Alexander Skarsgård et David Dastmalchian dans Murderbot.©Apple TV+

Antihéros improbable d’Apple TV+ au croisement entre un Terminator introverti et un fonctionnaire en burn-out ayant passé trop de temps devant Severance, le robot obnubilé par ses longs monologues intérieurs inaugure à sa manière un sous-genre inédit, à cheval entre Star Wars, The Office et Real Humans : 100 % humain, la série suédoise de 2013 où était déjà questionnée notre dépendance aux robots domestiques.

Noma Dumezweni, Tamara Podemski, David Dastmalchian, Tattiawna Jones, Akshay Khanna et Sabrina Wu dans Murderbot.©Apple TV+

Dans Murderbot, pas d’angoisse métaphysique sur notre rivalité avec les ordinateurs, comme c’était le cas dans le visionnaire 2001 de Kubrick avec HAL, mais un second degré et demi tantôt drôle, tantôt malaisant, qui nous plongea dans la psyché de cet humanoïde de deux mètres incapable de regarder les humains dans les yeux, mais très doué pour sortir de vraies punchlines dès qu’il est question de pointer leurs faiblesses. Un traitement inédit qui fait de cette production un ovni au rayon des séries spatiales.

Drôle de succession pour Alexander Skarsgård

Là où The Mandalorian doit une partie de son succès à Pedro Pascal (souvent drôle sous ses airs héroïques), Murderbot peut aussi compter sur un choix étonnant : Alexander Skarsgård, déjà repéré par les fans de Succession dans le rôle de Lukas Matsson, le milliardaire sarcastique qui ruine sadiquement la fortune de la famille Roy. 

Tamara Podemski et Noma Dumezweni dans Murderbot.©Apple TV+

Dans la série d’Apple TV+, l’acteur suédois brille dans le contre-emploi en imposant un faux rythme permanent où l’humour devient psychologique : on plonge dans ses réflexions de robot plus humain qu’il n’y paraît (comme auraient pu le dire les Daft Punk) tout au long de ces dix épisodes qui souvent rappellent la devise de Seinfeld : « A show about nothing. »

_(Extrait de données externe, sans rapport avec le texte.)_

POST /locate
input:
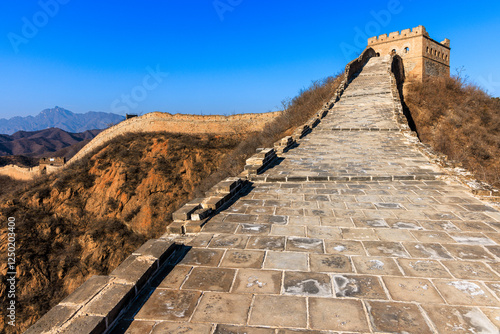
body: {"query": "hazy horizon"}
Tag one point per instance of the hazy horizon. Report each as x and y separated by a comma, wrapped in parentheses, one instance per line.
(213, 57)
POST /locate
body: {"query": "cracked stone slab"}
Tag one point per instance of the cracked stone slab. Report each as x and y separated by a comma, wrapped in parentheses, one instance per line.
(243, 259)
(427, 250)
(469, 252)
(390, 317)
(344, 247)
(456, 319)
(307, 284)
(376, 265)
(470, 270)
(281, 311)
(358, 286)
(202, 257)
(459, 292)
(228, 241)
(330, 263)
(412, 289)
(210, 279)
(286, 260)
(226, 329)
(305, 245)
(172, 305)
(258, 281)
(266, 242)
(337, 314)
(385, 248)
(223, 308)
(180, 328)
(423, 268)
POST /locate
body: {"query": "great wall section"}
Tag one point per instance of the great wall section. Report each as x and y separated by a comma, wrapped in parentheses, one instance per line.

Non, Murderbot n’est pas une énième série à sabres laser et grosses scènes d’actions avec de gros vaisseaux explosant dans l’espace ; ici, tout l’intérêt réside dans le vide et les ping-pong parfois banals entre le robot et l’équipage, notamment avec David Dastmalchian (aka Gurathin), vu dans Dune et Blade Runner 2049 de Denis Villeneuve, mais aussi dans Oppenheimer de Christopher Nolan.

Un Mandalorien qui veut qu’on lui foute la paix

Au final, ce qui rend Murderbot comique, ce n’est pas l’arrosage traditionnel du « dix blagues par minute », mais le malaise qui plane. Là où Mando cherche la Force, la série d’Apple TV+ cherche la télécommande. Le robot sauve des vies, mais en râlant. Il cogne fort, mais sans plaisir. Il n’est pas un héros en quête de rédemption, juste un robot angoissé réalisant son boulot du mieux qu’il peut en attendant de retrouver… sa série débile préférée.

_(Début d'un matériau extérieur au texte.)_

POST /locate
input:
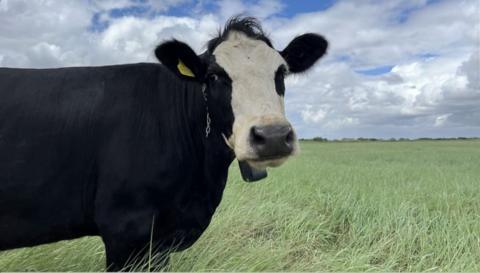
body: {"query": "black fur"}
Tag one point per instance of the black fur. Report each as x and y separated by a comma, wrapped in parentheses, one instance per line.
(248, 25)
(110, 151)
(304, 51)
(280, 81)
(169, 54)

Alexander Skarsgård dans Murderbot.©Apple TV+

Pas certain que cet entre-deux permettra à la production de trouver son public, mais, à l’heure des débats sur l’IA et notre nouveau meilleur ami ChatGPT, elle a le mérite de proposer des réflexions intéressantes pour mieux comprendre ce robot qui méprise gentiment les humains. Alors non, Murderbot n’est pas un pastiche de The Mandalorian.

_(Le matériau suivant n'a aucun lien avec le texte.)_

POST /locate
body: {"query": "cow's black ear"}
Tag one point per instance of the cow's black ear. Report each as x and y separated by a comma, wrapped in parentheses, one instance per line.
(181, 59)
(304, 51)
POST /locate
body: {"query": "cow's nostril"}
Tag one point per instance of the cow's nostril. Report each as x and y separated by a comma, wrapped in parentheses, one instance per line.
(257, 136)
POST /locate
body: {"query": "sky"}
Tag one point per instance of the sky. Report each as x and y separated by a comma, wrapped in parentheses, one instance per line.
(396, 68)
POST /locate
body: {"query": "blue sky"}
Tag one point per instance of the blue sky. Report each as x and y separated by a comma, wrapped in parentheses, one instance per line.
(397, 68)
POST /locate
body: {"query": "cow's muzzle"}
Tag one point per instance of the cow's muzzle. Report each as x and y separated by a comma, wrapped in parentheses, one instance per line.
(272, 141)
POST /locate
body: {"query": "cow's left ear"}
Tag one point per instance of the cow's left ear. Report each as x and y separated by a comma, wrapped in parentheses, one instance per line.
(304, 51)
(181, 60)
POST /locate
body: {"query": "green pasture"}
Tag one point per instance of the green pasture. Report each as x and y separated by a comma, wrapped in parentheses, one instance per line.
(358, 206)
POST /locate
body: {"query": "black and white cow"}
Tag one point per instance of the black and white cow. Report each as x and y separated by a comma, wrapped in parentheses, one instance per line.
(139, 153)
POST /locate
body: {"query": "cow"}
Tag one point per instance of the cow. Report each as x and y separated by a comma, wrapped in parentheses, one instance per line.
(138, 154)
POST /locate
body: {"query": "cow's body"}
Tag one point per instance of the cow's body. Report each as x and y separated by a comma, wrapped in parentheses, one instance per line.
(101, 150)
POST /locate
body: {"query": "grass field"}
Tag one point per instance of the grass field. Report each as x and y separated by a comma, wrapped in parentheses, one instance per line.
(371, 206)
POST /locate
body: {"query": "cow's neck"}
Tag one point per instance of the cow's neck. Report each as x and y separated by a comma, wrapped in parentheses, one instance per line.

C’est plutôt son cousin antisocial, paumé dans un monde qu’il déteste et qui gagnera son humanité non pas à force de nobles actes, mais en acceptant, à contrecœur, d’aimer un peu ses « clients ». « Dans l’espace, personne ne vous entendra crier », disait la publicité pour l’Alien de Ridley Scott. Se marrer discrètement sous le scaphandre, avec Murderbot, par contre, c’est possible.

Murderbot, série en dix épisodes, dès le 16 mai sur Apple TV+.